Workaround for Impala Regex lookahead and lookbehind

If I use Hive, the below works fine. But if I use Impala, it throws error:

select regexp_replace("foobarbarfoo","bar(?=bar)","<NA>");

WARNINGS: Could not compile regexp pattern: bar(?=bar)
Error: invalid perl operator: (?=

Basically, Impala doesn't support lookahead and lookbehind

https://www.cloudera.com/documentation/enterprise/release-notes/topics/impala_incompatible_changes.html#incompatible_changes_200

Is there a workaround for this today? Maybe use UDF?

Thanks.

1 answer

  • answered 2018-07-11 06:55 Wiktor Stribiżew

    Since you are using regexp_replace, match and capture the part of string you want to keep (but want to use as must-have context) and replace with a backreference. See the regexp_replace Impala reference:

    These examples show how you can replace parts of a string matching a pattern with replacement text, which can include backreferences to any () groups in the pattern string.
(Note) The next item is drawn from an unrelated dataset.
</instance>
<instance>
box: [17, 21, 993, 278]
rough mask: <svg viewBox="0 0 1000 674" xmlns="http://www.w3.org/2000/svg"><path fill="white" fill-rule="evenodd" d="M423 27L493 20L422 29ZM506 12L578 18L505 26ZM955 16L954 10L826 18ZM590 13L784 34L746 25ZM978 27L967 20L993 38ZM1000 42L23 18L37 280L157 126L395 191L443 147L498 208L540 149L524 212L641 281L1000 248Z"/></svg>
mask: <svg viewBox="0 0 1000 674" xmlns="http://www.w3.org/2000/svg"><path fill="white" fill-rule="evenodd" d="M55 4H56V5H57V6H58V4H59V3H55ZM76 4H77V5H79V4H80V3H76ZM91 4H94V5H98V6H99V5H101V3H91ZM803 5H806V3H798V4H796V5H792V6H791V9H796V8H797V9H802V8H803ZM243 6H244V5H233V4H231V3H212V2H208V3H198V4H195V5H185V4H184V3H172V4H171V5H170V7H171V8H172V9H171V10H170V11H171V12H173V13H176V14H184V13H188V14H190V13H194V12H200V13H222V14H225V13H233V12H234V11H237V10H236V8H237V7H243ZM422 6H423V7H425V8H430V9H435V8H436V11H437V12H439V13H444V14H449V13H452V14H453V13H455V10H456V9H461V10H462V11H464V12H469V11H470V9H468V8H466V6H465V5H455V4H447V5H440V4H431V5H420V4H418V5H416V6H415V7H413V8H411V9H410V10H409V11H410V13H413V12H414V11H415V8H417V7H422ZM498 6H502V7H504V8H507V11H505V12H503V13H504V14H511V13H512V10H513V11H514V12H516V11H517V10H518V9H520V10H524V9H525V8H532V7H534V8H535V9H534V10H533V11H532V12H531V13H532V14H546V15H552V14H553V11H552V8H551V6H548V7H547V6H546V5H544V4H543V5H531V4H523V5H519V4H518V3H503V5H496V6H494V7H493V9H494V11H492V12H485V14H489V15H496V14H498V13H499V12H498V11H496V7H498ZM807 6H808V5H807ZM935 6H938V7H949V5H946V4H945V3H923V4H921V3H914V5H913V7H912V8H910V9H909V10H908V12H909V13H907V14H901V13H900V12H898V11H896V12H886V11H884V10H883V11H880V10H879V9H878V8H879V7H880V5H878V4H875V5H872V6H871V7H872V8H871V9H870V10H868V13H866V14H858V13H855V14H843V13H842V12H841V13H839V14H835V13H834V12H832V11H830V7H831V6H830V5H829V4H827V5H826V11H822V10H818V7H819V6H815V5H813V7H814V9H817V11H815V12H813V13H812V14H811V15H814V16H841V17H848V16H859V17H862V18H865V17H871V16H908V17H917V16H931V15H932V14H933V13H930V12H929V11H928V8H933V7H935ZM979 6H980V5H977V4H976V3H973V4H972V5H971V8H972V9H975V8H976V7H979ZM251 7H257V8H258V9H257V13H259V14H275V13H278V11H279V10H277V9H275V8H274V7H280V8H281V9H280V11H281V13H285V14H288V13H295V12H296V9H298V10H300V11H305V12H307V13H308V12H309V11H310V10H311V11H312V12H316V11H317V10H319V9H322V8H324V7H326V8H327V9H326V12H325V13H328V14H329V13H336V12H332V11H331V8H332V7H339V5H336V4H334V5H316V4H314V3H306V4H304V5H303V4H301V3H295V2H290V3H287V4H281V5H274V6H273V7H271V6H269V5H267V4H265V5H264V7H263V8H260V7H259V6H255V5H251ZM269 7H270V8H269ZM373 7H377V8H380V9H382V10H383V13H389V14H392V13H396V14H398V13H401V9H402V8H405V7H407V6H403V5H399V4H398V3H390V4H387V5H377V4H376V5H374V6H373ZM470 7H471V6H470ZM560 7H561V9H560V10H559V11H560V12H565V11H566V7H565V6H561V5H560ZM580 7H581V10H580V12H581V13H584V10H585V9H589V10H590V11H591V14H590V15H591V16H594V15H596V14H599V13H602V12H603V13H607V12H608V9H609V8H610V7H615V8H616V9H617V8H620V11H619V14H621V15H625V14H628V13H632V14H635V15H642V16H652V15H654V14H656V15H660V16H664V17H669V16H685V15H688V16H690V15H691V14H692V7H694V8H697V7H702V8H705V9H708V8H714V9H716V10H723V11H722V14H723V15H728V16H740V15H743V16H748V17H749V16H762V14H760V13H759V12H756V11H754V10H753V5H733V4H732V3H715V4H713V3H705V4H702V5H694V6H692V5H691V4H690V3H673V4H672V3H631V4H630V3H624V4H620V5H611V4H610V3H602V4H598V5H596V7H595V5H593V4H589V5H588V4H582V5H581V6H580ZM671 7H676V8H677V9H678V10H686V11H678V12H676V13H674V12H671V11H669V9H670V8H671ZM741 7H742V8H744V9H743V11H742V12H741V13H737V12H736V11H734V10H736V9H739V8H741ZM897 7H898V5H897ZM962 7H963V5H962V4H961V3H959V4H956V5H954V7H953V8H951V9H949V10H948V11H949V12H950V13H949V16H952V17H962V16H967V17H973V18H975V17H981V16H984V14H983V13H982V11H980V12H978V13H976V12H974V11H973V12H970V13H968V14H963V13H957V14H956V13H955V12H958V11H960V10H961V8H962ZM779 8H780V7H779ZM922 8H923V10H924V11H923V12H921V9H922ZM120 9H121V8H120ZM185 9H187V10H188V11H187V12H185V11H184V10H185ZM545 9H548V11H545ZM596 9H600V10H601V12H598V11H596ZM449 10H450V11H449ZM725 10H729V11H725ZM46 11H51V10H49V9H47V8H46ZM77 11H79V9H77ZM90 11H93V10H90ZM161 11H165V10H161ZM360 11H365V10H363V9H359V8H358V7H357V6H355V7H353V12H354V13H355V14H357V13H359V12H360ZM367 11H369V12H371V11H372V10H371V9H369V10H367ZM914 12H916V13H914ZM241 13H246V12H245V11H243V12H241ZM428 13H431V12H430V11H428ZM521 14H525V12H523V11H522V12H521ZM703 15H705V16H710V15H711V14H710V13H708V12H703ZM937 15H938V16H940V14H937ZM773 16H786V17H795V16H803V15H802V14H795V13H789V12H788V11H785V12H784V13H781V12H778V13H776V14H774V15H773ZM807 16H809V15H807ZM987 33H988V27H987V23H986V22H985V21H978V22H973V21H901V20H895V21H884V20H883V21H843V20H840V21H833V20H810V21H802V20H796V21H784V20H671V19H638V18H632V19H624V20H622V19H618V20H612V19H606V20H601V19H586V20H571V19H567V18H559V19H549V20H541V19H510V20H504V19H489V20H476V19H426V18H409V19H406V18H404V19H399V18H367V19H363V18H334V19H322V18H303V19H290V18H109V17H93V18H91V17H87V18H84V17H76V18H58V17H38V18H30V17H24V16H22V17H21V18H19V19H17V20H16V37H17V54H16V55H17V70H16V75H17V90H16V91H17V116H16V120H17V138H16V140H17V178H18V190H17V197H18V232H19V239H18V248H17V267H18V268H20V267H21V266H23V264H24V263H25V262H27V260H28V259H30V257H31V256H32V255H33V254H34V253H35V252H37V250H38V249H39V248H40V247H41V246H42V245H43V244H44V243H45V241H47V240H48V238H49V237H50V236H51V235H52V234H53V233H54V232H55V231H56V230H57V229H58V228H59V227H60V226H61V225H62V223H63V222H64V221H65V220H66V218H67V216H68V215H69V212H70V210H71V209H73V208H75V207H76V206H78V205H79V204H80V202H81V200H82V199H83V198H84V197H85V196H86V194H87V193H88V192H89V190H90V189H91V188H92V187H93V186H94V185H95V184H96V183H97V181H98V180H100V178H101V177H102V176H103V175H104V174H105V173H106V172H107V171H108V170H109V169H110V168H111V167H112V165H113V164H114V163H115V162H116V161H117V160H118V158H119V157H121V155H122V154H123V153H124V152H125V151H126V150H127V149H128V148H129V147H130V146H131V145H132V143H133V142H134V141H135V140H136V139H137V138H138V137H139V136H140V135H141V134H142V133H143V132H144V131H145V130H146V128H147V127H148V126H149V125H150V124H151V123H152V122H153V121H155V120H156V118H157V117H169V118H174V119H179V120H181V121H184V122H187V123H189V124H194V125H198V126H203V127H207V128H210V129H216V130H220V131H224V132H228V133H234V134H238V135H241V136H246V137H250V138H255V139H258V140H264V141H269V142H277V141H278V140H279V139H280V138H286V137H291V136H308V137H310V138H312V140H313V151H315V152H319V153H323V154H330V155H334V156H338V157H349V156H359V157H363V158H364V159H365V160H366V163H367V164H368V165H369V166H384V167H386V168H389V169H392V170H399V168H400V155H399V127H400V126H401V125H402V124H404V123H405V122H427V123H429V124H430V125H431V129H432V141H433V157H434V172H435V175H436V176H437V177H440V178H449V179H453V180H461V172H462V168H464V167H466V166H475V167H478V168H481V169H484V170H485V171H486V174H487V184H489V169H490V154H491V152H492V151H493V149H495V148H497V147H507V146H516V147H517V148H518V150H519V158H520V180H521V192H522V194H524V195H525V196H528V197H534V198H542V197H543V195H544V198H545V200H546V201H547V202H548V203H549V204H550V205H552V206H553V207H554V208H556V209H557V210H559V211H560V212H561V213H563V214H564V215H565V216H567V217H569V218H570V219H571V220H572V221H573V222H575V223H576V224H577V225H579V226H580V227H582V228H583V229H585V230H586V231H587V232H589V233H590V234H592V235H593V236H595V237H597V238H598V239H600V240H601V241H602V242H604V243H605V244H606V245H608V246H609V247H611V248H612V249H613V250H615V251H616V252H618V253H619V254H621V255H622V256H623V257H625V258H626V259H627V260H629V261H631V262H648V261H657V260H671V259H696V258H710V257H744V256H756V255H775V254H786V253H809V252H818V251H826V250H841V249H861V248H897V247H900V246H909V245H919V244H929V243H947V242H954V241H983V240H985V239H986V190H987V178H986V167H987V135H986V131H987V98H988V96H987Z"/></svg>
The backreference numbers start at 1, and any \characters must be escaped as \\.

    So, here, you may use

    select regexp_replace("foobarbarfoo","bar(bar)","<NA>\\1");
                                             ^   ^       ^^^   
    

    Note it will not work to replace consecutive matches, however, it will work in the current scenario and foobarbarfoo will turn into foo<NA>barfoo (note that Go regex engine is also RE2, hence this option is chosen at regex101.com).